With that said, I would also like to suggest that to truly understand reformed soteriology, you need to understand the big picture AS WELL AS the components (what have become known as the "five points"). Can't have one without the other, you will tend to run in circles. I will ignore the comment about calvinistic folks being in a cult, lol. That's a pretty bold statement. As for your dispensational eschatology, I'm not really that interested in that discussion right now. Although it is interesting:
"It may come as a surprise but the doctrine of the Rapture is not mentioned in any Christian writings, of which we have knowledge, until after the year 1830 C.E. Whether the early writers were Greek or Latin, Armenian or Coptic, Syrian or Ethiopian, English or German, orthodox or heretic, no one mentioned it before 1830 (though a sentence in Pseudo-Dionysius in about 500 C.E. could be so interpreted). Of course, those who feel the origin of the teaching is in the Bible would say that it ceased being taught for some unknown reason at the close of the apostolic age only to reappear in 1830. But if the doctrine were so clearly stated in Scripture, it seems incredible that no one should have referred to it before the 19th century.

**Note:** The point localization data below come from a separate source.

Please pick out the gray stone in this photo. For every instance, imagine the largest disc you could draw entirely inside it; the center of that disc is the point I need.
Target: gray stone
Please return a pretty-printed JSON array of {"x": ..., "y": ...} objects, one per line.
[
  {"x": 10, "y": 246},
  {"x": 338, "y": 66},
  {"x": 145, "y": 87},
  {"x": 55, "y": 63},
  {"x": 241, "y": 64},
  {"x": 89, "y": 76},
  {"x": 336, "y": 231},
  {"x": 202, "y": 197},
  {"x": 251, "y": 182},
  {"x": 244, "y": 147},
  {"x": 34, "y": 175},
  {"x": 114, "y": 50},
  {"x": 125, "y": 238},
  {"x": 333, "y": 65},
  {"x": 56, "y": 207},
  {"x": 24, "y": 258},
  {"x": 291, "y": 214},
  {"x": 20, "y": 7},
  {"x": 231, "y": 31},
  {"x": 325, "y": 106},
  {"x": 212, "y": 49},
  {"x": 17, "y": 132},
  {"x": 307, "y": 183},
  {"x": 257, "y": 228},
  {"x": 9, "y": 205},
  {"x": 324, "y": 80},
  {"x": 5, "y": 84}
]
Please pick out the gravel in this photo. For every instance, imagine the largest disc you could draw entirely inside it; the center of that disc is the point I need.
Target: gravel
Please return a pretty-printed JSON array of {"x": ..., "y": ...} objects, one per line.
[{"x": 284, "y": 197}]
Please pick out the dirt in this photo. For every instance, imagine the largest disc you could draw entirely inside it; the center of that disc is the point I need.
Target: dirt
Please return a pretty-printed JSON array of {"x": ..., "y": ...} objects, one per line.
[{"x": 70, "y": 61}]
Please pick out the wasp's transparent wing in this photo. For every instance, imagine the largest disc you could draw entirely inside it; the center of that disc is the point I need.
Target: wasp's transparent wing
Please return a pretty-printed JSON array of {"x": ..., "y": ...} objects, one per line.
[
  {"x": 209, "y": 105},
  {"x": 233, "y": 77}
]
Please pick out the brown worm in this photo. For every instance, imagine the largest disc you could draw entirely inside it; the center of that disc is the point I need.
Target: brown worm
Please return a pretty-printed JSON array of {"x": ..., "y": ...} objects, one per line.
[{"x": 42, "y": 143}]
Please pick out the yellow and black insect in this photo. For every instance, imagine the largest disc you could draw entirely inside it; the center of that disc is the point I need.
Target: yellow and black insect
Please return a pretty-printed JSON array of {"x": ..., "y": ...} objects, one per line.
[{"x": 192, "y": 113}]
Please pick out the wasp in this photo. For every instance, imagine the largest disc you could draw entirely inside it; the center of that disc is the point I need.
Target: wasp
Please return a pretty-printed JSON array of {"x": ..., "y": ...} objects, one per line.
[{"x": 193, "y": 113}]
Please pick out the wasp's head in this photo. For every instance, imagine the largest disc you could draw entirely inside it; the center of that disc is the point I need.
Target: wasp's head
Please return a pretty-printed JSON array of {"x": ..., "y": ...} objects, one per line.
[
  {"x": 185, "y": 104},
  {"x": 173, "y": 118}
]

The lateness of the doctrine does not necessarily mean the teaching is wrong (only the plain statements of the Bible can reveal that). It does show that thousands of eminent scholars over seventeen centuries (including the most astute “Christian Fathers” and those of the Reformation and post-Reformation periods) must be considered prophetic dunces for not having understood so fundamental a teaching. This lapse of seventeen centuries when no one elaborated on the doctrine must be viewed as an obstacle to accepting its reliability."
Digressed again, I apologize. But honestly, not really interested in eschatology so much as hoping your audience, whoever that may be, is given an accurate representation of reformed soteriology. Not one-liners and statements meant to get knee-jerk reactions.
Also not interested in defending Calvin's paedobaptist position. I disagree with him, Turretin, and other reformers there anyway, I'm a credobaptist. Because I would be considered "Calvinistic" doesn't mean I believe EVERYTHING Calvin believed, paedobaptism being an example. It is mainly in the area of Soteriology. Although it is interesting that you brought up the paedo/credo debate. Anyway, I will get to work on something soon, and look forward to getting back to you and hopefully giving you and other readers a clearer understanding of reformed soteriology than what has been presented on your website.